Ankara’nın taşına bak gözlerimin yaşına bak

Ertem Göreç’in Sakarya savaşını ve sonrasını anlattığı filmini izliyorum. En çok beni etkileyen, Teşkilat-ı Esasiye’yi hazırlamalarındaki güçlük ve heyecan sarstı. İşte dedim bu anayasayı çiğniyorlar. İdare lambalarının altında, okul sıralarına oturmuş vekiller, kulakları cephede, cephede bile değil Polatlı’da. Top sesleri oradan duyuluyor.

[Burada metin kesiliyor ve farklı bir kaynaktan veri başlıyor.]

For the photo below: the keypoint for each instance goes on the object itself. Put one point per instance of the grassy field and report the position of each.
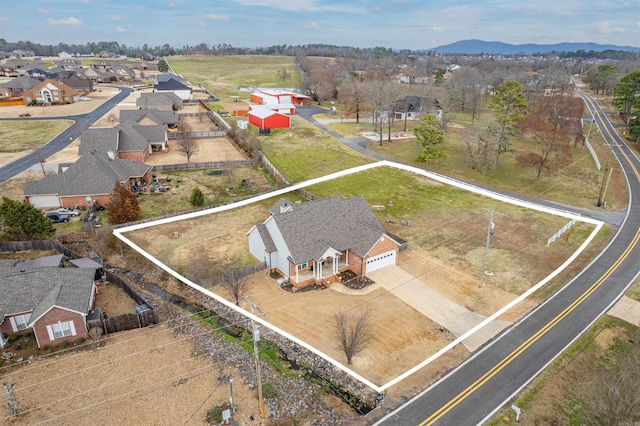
(18, 135)
(224, 75)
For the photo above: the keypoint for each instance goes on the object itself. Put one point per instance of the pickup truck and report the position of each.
(57, 217)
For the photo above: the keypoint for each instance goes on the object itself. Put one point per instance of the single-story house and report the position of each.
(128, 140)
(311, 242)
(266, 119)
(51, 302)
(18, 86)
(163, 101)
(88, 180)
(150, 117)
(174, 86)
(51, 92)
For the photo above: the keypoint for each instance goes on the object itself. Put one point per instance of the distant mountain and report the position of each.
(472, 47)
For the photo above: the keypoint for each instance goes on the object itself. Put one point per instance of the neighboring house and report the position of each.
(51, 302)
(415, 107)
(266, 119)
(78, 82)
(69, 64)
(128, 140)
(150, 117)
(311, 242)
(278, 96)
(18, 86)
(160, 101)
(174, 86)
(88, 180)
(51, 92)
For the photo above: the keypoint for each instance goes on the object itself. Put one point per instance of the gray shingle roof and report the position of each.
(94, 173)
(171, 84)
(157, 100)
(310, 228)
(37, 289)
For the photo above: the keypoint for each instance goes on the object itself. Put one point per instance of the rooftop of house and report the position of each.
(310, 228)
(38, 289)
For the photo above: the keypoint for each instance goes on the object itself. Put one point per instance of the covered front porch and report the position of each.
(331, 263)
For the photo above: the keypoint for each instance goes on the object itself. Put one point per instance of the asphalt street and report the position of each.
(494, 375)
(81, 123)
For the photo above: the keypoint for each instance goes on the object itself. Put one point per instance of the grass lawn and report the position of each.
(18, 135)
(304, 152)
(224, 75)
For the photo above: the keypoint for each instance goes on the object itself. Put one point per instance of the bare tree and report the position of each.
(354, 331)
(187, 144)
(233, 280)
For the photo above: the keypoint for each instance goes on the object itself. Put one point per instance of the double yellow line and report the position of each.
(531, 340)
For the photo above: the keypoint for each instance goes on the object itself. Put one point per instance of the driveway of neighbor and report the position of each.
(437, 307)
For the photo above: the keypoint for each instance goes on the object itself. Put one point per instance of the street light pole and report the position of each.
(256, 338)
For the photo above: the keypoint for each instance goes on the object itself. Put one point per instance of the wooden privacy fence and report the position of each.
(205, 165)
(126, 321)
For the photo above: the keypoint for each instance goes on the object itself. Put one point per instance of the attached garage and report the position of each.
(44, 201)
(380, 261)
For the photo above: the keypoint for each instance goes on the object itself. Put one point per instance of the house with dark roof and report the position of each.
(51, 302)
(150, 117)
(415, 107)
(312, 242)
(51, 92)
(128, 140)
(88, 180)
(18, 86)
(174, 86)
(161, 101)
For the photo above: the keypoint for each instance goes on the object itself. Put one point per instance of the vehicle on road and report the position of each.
(67, 212)
(57, 218)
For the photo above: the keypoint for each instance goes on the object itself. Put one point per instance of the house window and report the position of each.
(61, 329)
(21, 321)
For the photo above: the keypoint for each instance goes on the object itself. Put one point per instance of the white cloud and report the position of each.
(217, 17)
(605, 28)
(65, 21)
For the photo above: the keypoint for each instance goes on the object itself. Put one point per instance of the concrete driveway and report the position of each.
(437, 307)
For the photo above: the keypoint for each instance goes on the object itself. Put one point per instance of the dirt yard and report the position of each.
(145, 374)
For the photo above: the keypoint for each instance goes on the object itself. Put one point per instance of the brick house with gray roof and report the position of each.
(51, 302)
(312, 242)
(88, 180)
(164, 101)
(128, 140)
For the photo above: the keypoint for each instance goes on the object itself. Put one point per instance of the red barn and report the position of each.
(264, 118)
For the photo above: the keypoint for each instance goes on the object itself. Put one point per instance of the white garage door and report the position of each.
(380, 261)
(45, 201)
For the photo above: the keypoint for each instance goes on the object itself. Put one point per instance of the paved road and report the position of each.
(490, 379)
(81, 123)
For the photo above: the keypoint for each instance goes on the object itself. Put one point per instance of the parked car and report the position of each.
(75, 212)
(57, 218)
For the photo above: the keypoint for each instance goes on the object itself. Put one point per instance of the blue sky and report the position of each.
(402, 24)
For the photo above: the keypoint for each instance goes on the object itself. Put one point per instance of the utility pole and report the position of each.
(486, 248)
(256, 338)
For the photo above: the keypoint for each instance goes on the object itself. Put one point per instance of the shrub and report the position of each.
(268, 390)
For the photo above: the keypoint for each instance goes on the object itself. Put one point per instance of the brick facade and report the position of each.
(54, 316)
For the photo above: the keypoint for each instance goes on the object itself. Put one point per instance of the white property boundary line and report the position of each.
(443, 179)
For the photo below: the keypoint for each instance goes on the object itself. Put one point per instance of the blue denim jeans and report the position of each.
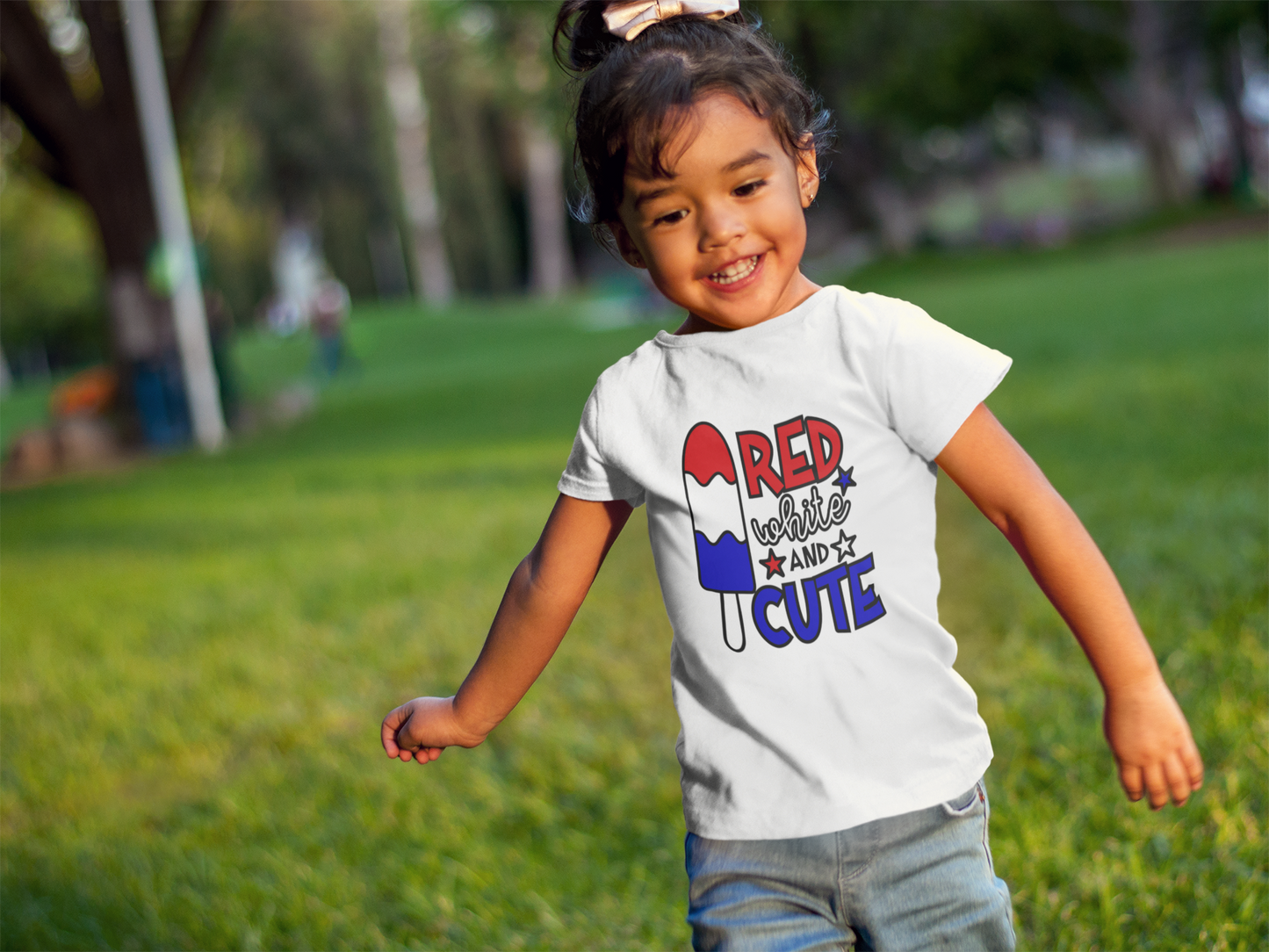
(917, 881)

Bir hercümerç. Bugün bizim Güneydoğu da bir hercümerç. Akif Çanakkale’deki savaşı da bu sözle anlatır. Daha doğrusu Akif, artık o şiddetle yaşamadığımız Güneydoğu ve Arap bataklığının ülkemizdeki yansımalarını, emperyalistlerle karşı karşıya geldiğimiz bu faciayı anlatır. Onların ortasında sakin bir liman gibi idik. Şimdiki halimize bakın. Kaçan bize koşuyor, kaçamayanlar IŞİD denen emperyalist kurgunun bıçakları altında... Çanakkale savaşı belki bundan daha medeniydi.
Şu onbeş gün içerisinde gül yüzlü teğmen öldü, astsubaylar öldü, iki polis intihar etti, ikisi öldürüldü, yollar açıldıkça kapanıyor. Ve Genelkurmay Meclis’teki yemin töreninde güle oynaya aşağıdaki salonu seyrediyorlar. Biraz sonra da mavi giysili tören kıtasının, atlarla yapacağı gösteriyi seyredecekler.

***

Ankara’nın taşına bak gözlerimin yaşına bak. Jenerikte sürekli bu şarkı var. Allah’tan bir tarafta da vur patlasın çal oynasından uzak Yatağan işçileri. Asker gibi kendilerinin de özelleştirilmesine karşı koyuyorlar. Onlar gibi bana ümit veren başka olaylar da var. Diyarbakırlı annelerin üç aydır direnişleri. Bunu kim tahmin edebilirdi. İyi de sonuç alıyorlar. Çocuklar aşağıya inmeye başladı. Bu, şunu gösteriyor ki çağımızın en büyük silahı direniştir. 
İşte başka bir tarafta gençler ve halk, direnişin en güzelini yapıyorlar. Korkusuz ve disiplinli. Bir tarafta da başka bir direniş görüyorum ama bunun sevineceğimiz bir direniş olduğunu söyleyemem. Bu, onların rasyonalitesinden kaynaklanıyor. 
Batılılar, Çankaya’ya davul zurna eşliğinde gelmediler, maslahatgüzar seviyesinde katıldılar. En sevinçli katılımcılar, Arap ülkelerinin şeyhleri ve kralları idi. Emperyalistlere yardım ettikleri için mi, ülkelerinin yaşadıkları facianın dehşetinden mi bilmiyorum, gülüp duruyorlardı.

***

Ertem Göreç, filmine en güzel jenerik müziğini bulmuş; ‘Ankara’nın taşına bak, gözlerimin yaşına bak.’ Bu filmi belki on kere seyrettim her seferinde bazı yerlerinde gözyaşlarımı tutamam.
Bizim polisler şimdi yerleri değiştirildiği için ailelerinden uzak kaldıkları için veya çeşitli haksızlıklar sebebiyle intihar ediyorlar. Sakarya’da intihar eden Miralay Reşat Bey, Atatürk’e vaat ettiği yarım saat içinde Çiğiltepe’yi alamadığı için intihar etti.
Cephelerde böyle bir ruh geziniyordu. Halk cephesinde de o ruh geziniyordu. Tıpkı bugünkü gibi. Askerin lojistiğini sağlayan; elindeki ekmeği, bulguru, çorabı, çarığı getiren yani ‘Tekalif-i Milliye’yi sevinçle kabul eden halk, bugünkü halktı.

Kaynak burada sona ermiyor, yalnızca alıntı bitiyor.